Reprendre la place qui lui revient

Les lacs ciblés par le projet nécessitent une double restauration : écologique et physique. La première consiste à redonner à l’omble de fontaine la place qui lui revient : être l’espèce allopatrique des lacs, c’est-à-dire la seule présente. Il s’agit du contexte qui a prévalu jusqu’à tout récemment. En effet, sur les 150 lacs du territoire, l’omble de fontaine était la seule espèce indigène à avoir colonisé près de 103 lacs (82 confirmés, 21 présumés). Or, vers 1940, les activités d’exploitation faunique des clubs de chasse et pêche contribuent à introduire de nouvelles variétés de poissons, soit pour diversifier l’offre de pêche ou accidentellement en libérant des poissons-appâts vivants. Perchaudes, mulets, barbottes sont depuis considérés comme des espèces exotiques envahissantes (EEE), car elles ont été introduites par l’humain et mènent une féroce compétition au poisson indigène.

La démarche du projet de restauration écologique comprend quatre étapes.
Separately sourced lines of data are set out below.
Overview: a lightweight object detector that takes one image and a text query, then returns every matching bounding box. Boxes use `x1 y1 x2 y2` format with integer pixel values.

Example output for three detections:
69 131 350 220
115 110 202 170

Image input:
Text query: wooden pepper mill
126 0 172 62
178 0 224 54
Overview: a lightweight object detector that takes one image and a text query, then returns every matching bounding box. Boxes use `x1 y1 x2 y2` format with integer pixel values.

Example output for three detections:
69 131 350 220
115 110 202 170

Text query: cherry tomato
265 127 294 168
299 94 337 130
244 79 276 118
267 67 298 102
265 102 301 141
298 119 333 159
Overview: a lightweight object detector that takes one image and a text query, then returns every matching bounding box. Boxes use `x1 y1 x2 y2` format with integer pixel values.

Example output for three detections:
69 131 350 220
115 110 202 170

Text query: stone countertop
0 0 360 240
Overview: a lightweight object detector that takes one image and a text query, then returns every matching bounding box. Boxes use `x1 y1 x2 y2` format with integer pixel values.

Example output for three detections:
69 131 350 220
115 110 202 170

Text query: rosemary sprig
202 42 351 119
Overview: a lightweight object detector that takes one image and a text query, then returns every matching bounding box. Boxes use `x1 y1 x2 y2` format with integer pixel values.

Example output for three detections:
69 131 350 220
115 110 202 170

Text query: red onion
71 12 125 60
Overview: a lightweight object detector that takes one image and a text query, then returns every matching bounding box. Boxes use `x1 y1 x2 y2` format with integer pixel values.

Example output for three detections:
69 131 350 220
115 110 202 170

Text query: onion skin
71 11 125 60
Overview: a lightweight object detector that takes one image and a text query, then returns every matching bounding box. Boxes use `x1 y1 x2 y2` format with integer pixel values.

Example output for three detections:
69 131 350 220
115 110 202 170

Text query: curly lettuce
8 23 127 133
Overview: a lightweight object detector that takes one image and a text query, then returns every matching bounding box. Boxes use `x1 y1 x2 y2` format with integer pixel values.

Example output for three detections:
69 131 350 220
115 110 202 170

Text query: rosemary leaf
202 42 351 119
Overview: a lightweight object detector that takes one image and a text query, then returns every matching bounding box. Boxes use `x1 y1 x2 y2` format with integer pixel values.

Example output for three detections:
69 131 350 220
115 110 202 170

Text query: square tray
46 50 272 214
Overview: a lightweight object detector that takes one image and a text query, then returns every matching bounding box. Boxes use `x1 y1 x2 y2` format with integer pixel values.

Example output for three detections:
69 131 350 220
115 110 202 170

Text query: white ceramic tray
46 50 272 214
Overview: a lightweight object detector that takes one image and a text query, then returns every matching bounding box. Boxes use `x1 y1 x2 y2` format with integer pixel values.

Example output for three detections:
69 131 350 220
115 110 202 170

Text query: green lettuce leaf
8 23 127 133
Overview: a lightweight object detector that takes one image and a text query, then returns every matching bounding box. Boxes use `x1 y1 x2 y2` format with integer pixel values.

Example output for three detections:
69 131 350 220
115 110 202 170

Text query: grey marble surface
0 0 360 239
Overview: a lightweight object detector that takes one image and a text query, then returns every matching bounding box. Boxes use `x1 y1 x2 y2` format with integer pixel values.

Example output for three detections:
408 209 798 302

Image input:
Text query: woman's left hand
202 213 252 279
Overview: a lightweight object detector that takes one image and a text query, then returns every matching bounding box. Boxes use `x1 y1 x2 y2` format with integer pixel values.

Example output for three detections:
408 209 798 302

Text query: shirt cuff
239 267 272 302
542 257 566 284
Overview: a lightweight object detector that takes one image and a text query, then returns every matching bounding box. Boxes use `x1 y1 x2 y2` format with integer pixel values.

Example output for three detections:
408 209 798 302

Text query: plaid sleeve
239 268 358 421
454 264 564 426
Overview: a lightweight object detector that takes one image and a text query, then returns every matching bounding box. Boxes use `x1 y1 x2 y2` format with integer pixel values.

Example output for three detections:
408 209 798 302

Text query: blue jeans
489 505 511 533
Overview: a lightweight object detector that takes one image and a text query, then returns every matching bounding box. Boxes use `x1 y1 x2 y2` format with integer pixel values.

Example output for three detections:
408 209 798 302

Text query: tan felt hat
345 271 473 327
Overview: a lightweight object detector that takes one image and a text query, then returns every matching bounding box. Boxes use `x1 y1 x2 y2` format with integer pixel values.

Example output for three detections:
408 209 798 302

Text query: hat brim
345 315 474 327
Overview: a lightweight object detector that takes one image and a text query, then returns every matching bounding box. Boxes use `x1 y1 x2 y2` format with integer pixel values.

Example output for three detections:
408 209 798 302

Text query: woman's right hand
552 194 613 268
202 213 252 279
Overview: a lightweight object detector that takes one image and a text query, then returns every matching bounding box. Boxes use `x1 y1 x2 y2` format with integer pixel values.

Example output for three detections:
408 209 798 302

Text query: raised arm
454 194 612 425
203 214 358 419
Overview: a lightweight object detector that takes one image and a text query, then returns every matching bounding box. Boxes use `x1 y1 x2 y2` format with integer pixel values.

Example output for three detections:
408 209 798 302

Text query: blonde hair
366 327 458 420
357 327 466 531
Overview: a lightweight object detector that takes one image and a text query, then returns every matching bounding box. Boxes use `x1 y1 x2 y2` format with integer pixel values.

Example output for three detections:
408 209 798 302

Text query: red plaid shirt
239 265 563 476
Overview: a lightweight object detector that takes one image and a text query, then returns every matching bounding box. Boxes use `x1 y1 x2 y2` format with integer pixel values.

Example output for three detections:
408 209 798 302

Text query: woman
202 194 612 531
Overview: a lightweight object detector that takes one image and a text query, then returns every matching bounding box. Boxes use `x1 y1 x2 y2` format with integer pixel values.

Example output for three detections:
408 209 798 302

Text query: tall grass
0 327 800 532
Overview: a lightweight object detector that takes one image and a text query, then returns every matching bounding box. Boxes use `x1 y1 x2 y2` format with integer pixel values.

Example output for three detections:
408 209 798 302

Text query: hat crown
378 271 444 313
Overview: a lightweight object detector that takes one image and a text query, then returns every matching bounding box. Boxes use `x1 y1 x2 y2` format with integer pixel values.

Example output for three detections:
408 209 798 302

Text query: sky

L’équipe de Marc-Andrée Valiquette a prélevé au cours de l’été un maximum d’ombles de fontaine du lac La Pipe pour les acheminer par avion à une pisciculture de Sainte-Anne-de-la-Pérade, afin de favoriser leur reproduction. Pendant ce temps, le lac subit un traitement à base de roténone, un puissant produit biologique qui n’a d’effets que sur les poissons et qui éradique l’ensemble des EEE. Au printemps suivant, lorsque tous les lacs et ruisseaux qui s’y jettent auront été traités, les alevins issus de la reproduction seront introduits dans le lac. N’ayant plus d’espèce compétitrice ou prédatrice à côtoyer, les ombles de fontaine arriveront à recoloniser rapidement le lac en plus d’atteindre une taille adulte naturelle. Jusqu’à présent, plus de 43 500 alevins d’omble de fontaine ont été réintroduits dans sept lacs, dont quatre sont depuis l’été 2017 rouvert à la pêche.

Dé-draver les lacs

Les traces laissées par plus de 200 ans d’exploitation forestière nécessitent une restauration physique des lacs. Les barrages de drave et les activités de flottage de bois, dont la grande majorité des billots se sont échoués, ont modifié le régime naturel d’écoulement des eaux. Plus spécifiquement, ces vestiges ont pour effet de rehausser artificiellement le niveau des lacs, de modifier le processus d’érosion des rives, de contribuer à l’importante accumulation de sédiment, d’altérer les habitats aquatiques et d’entraver la libre circulation des poissons.

Depuis 2004, une dizaine de techniciens et préposés à la conservation ont détruit les anciens barrages de drave de 17 lacs. Ces dé-draveurs retirent des billes (14 pi) et billots (4 pi) de bois des rivages munies de simples gaffes. Plus de 94 000 pièces ont ainsi été extraites des eaux, ce qui favorise notamment la restauration des habitats aquatiques des ombles de fontaine.